FAQ
hi ,my hadoop friends:i have the 3 questions about hadoop.there are ....

1 the speed between the datanodes. Tera data in one datanodes , the data transfers from one datanode to the another datanode. if the speed is bad, Hadoop will be slow, i think. i heard the gNet architecture in Greenplum , then hadoop ? SAS storage + G-Ethernet is best answer, isn't it?
2 the GUI tool there is a hive web tool in hadoop. but it is not enough to use it for our business work. it is too simple to use it.
if hadoop+hive is designed into DWH. then how to use it for users. by CGI Tool(Command),? by New Developed webGUITOOL.?
3 5 computers Hadoop cluster and 1 computer SQLSERVER2000 5 computers Hadoop celeron 2.66G 1G memory Ethernet namenode + secondarynamenode + 3 datanode 1 computer SQLSERVER2000 celeron 2.66G 1G memory then i did select operation at the same data 100M . 5 computers Hadoop is 2mins 30secs 1 computer SQLSERVER2000 is 2mins 25secs
the result is that 5 computers Hadoop is not good .why .can anyone give me some advises.
thanks in adverse.

Search Discussions

  • Steve Loughran at Sep 6, 2010 at 10:15 am

    On 06/09/10 09:32, 褚 鵬兵 wrote:
    hi ,my hadoop friends:i have the 3 questions about hadoop.there are ....

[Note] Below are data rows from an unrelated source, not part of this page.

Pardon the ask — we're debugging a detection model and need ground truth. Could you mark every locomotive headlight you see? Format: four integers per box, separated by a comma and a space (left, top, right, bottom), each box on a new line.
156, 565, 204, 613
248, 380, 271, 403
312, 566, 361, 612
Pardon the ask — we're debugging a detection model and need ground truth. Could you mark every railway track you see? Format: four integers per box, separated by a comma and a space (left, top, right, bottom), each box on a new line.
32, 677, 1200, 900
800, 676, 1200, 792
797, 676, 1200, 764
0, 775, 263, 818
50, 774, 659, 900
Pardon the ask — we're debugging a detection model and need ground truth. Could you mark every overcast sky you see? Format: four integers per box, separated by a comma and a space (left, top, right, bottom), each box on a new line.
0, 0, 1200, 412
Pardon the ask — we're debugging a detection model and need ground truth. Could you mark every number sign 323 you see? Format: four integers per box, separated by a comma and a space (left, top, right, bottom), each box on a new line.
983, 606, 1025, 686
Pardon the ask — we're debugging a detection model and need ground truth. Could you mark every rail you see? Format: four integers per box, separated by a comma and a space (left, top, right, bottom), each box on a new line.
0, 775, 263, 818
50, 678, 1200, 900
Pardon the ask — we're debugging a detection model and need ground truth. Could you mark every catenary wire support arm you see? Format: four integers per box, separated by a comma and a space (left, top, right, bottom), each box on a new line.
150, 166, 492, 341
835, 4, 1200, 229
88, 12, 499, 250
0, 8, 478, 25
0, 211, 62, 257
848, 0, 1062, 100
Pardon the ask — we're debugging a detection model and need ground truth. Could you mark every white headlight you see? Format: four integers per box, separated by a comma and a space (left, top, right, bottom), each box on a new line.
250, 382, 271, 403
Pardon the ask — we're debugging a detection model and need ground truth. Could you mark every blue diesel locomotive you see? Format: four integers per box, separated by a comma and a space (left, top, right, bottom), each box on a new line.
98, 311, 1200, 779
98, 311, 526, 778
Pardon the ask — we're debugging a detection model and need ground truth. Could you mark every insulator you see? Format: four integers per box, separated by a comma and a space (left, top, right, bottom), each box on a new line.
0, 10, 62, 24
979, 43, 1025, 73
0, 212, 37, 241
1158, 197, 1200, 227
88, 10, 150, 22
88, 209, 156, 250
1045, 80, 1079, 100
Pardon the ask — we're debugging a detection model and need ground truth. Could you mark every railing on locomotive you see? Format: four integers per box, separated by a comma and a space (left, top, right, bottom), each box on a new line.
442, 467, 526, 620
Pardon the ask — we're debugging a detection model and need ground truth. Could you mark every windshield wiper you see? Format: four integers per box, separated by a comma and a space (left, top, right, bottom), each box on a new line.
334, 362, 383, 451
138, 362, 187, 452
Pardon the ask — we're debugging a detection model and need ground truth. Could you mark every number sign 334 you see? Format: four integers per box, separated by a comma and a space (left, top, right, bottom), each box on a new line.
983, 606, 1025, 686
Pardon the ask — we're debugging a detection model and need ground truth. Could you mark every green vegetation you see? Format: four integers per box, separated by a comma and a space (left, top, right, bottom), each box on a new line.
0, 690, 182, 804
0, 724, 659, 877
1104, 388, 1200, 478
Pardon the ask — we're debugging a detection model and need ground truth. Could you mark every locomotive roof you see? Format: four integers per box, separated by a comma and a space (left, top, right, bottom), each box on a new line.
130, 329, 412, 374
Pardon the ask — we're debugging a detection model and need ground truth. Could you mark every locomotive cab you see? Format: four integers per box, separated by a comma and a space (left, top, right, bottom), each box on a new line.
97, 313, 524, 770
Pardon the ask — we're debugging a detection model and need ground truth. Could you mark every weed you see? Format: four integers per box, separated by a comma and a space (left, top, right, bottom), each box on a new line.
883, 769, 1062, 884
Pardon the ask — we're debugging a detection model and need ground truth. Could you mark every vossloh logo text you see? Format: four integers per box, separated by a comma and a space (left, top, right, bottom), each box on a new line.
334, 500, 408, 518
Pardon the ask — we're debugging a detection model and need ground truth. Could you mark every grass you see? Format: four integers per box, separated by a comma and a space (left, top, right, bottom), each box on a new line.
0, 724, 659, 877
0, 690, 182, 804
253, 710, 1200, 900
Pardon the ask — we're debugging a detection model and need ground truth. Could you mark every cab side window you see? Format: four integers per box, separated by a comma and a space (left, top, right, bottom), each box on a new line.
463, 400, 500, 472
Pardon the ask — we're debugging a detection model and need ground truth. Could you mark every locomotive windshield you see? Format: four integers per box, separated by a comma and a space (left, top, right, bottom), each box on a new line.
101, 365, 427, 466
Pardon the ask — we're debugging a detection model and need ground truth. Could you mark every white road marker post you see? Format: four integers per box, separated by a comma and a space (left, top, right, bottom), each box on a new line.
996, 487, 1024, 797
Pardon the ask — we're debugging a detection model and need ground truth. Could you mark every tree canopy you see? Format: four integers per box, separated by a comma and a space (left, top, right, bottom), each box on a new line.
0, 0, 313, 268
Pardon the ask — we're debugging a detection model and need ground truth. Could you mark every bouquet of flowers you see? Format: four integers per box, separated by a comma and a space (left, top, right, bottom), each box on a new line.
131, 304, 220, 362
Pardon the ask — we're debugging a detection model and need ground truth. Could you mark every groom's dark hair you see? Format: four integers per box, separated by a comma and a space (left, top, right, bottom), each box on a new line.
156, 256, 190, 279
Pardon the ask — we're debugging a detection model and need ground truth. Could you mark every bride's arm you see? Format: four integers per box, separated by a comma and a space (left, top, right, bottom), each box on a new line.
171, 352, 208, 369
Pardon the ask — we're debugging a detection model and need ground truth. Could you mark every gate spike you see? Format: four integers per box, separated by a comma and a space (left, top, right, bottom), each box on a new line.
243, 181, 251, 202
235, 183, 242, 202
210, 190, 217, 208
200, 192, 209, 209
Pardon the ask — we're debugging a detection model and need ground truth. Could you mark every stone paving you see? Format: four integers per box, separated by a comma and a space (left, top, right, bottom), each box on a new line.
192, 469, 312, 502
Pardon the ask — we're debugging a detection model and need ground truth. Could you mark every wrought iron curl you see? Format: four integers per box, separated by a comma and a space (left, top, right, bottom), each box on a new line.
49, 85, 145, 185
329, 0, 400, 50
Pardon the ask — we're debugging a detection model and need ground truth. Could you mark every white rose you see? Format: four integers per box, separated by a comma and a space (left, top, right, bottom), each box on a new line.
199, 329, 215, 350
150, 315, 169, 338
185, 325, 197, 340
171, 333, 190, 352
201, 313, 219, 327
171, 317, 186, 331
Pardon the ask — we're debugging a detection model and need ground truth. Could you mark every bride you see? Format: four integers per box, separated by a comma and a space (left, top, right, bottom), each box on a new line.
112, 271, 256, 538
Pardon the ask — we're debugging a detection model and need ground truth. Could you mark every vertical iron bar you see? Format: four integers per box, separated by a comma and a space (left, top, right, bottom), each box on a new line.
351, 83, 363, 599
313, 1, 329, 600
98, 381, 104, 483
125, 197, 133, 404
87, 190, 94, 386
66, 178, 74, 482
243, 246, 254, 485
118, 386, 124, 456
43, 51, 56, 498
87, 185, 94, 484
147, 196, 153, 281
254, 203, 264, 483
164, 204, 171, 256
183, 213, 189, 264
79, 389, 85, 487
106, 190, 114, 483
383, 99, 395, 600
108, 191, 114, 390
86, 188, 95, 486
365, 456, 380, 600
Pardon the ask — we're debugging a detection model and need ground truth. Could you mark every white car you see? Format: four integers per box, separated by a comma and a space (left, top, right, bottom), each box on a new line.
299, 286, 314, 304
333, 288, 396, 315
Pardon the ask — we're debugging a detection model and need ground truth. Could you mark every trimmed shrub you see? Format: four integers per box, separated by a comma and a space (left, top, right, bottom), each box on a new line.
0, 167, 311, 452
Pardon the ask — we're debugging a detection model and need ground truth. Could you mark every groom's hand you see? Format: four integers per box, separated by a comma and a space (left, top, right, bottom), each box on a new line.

    1 the speed between the datanodes. Tera data in one datanodes , the data transfers from one datanode to the another datanode. if the speed is bad, Hadoop will be slow, i think. i heard the gNet architecture in Greenplum , then hadoop ? SAS storage + G-Ethernet is best answer, isn't it?
    if your code has locality gigabit ether is fine, saves the hassle of
    getting faster stuff to work. Have you ever tried to debug infiniband
    cluster problems?
    2 the GUI tool there is a hive web tool in hadoop. but it is not enough to use it for our business work. it is too simple to use it.
    if hadoop+hive is designed into DWH. then how to use it for users. by CGI Tool(Command),? by New Developed webGUITOOL.?
    the community welcomes new contributions. I'd look at cascading,
    datameeer's stuff, and other things. Hive is designed for people who
    know SQL, like PHP developers.
    3 5 computers Hadoop cluster and 1 computer SQLSERVER2000 5 computers Hadoop celeron 2.66G 1G memory Ethernet namenode + secondarynamenode + 3 datanode 1 computer SQLSERVER2000 celeron 2.66G 1G memory then i did select operation at the same data 100M . 5 computers Hadoop is 2mins 30secs 1 computer SQLSERVER2000 is 2mins 25secs
    the result is that 5 computers Hadoop is not good .why .can anyone give me some advises.
    thanks in adverse.
    Indexes give RBMS speed, but limit their scale. If your dataset fits
    onto a single mssql or mysql and you can afford the index costs, stay
    with that data in a RAID array. Hadoop isn't trying to compete in that
    space -though things like CouchDB are trying to

    However, before you dismiss Hadoop, get in touch with your SQL server or
    oracle account team and say "we are planning on working with 15
    Petabytes of storage with data coming in at 1-2PB/month" and see what
    they say back and how big their quote is. The search terms "MapReduce a
    Major Step Backwards" shows some of the debate going on.
  • 褚 鵬兵 at Sep 8, 2010 at 1:59 am
    hi stevel:
    thanks for your reply.i have not tried to debug infiniband,although i only know it.
    Now, My hadoop cluster is made with HDFS+MAPREDUCE, ,hive, derby server.i want to put HBASE into cluster.how can i do it .can you help me .
    thanks.pengbing chu
    Date: Mon, 6 Sep 2010 11:14:10 +0100
    From: stevel@apache.org
    To: common-user@hadoop.apache.org
    Subject: Re: the question of hadoop
    On 06/09/10 09:32, 褚 鵬兵 wrote:

    hi ,my hadoop friends:i have the 3 questions about hadoop.there are ....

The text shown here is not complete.